Friday, October 30, 2009


Luminous Landscape has an interesting new article on backing up. It is written by Geoff Baehr and he clearly knows what he's talking about. Problem is, he's explained the steps but missed the concept.

A good computer system requires two separate and distinct components - both reliability and backup and I don't think that Geoff made it clear enough which is which.

He talks of redundant arrays using Raid to make sure that data is reliable, but at the same time refers to this as backup. It should not be both.

Reliability means that when your next hard drive fails, how difficult is it going to be and how long is it going to take to get you back up running again. Using Raid 5 or 6, you have the capability to survive a hard drive failure - but of course usually these drives are your data storage drives, not the boot drive which contains your operating system and usually your applications.

Backup has nothing to do with reliability other than that when reliability fails you, that's when you need a backup of your data.

Backups aren't about failing hard drives and redundancy and raid 6 etc.. You don't need any of this because you back up to more than one place, at least one of those places which is then disconnected from your computer and any electrical or other connections so that it isn't subject to power spikes and lightning bolts. If one of the backups is off site, then you are even protected against theft and fire and flood and it doesn't get much better than that.

What it comes down to is how much time are you willing to spend on doing your backups, how long are you willing to wait to restore your system (which often translates into how much money are you going to lose, how many clients are you going to piss off if you can't access your images).

Geoff mentions using Amazon S3 which looks possibly interesting, though at the usual upload speeds of a cable modem, the initial backup could take weeks. He discusses backing up to a hard drive then mailing the hard drive to Amazon but frankly if I have the data on one or more hard drives, why do I need to then mail it - wouldn't it be easier to just store the hard drives at mum's house?

I use a Drobo for backup though Geoff does have a good point about a proprietary storage system which might some day be hard to fix if the company goes away. Still, there are enough people using Drobo's that I suspect that it's going to be accessable for a long time to come. In theory, a Drobo or a raid system is often a mix of both reliability and backup in that the drobo can regenerate the data from any failed drive and maybe even two, which arguably isn't strictly necessary in a backup. I don't believe I can regenerate a boot disk from Drobo because what's sending data to it is Time Machine which doesn't back up absolutely everything.
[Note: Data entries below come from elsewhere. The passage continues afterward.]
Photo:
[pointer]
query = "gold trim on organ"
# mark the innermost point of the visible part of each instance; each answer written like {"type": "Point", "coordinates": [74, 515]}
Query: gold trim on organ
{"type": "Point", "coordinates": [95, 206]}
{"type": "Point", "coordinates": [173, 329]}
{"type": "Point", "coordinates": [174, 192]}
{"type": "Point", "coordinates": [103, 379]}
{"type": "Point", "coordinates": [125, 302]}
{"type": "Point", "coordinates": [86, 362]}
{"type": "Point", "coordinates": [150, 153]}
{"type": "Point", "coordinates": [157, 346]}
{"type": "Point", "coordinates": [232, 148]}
My next move will be to buy an extra external drive and make a copy of the boot drive via super duper. Mind you, I'm still using a G5 so will have to upgrade that first - just as soon as I have some money.


Omar said...

You are correct in separating backup from reliability. However, I think you miss the point with the Amazon backup. I happen to use Jungle Disk to upload to Amazon S3. It's the automatic part that is really appealing to me. I know that every day, all files I create or change will be safely stored off site.

The sending the disk part is just to reduce the initial startup. I sent 30gb over several days, but now my daily uploads typically take minutes. If I bring a bunch of pics home, it can take several hours. But again, it's about not even thinking about it. It's just done.

Now, I still like the idea of a backup copy within my home network so I'll never have to download that 30gb.

The Amazon system isn't cheap, but then I've got data from four computers backed up for 10 to 12 bucks per month.

George Barr said...


thanks for the information - looks like I might just have to explore this Amazon and Jungle Disk thing further.


Tommy Williams said...

There's another aspect to reliability beyond the hardware out-and-out failing, and that's the integrity of the data in all the files. There's a step that almost no one ever talks about of making sure that all the bits that make up all your photo files are still good--the drive itself will work, the files will show up in a directory listing, etc. but due to a localized hardware failure, there are critical bits of data within the files that have gone bad.

You typically deal with this by using a hashing mechanism--MD5 or SHA1 or what have you--that can create a "signature" of each file that is much smaller than the file itself but that will give you different results if the data in the file has changed.

But then you need multiple redundant copies of the MD5 hashes and you need some way to easily update those as you change files. This is another reason that I don't like DNG and prefer sidecar XMP files for metadata: my RAW files never change as I manipulate metadata or do different development treatments in Lightroom--only the sidecar XMP files change and these are tiny. And, to be honest, it's not the end of the world if one of those gets lost.

There's still a hassle with developed files, like TIF files or layer PSDs or whatever that you might go back and edit repeatedly, but I have an order of magnitude--two orders of magnitude, in fact--fewer of those than I have of RAW files so it's still manageable.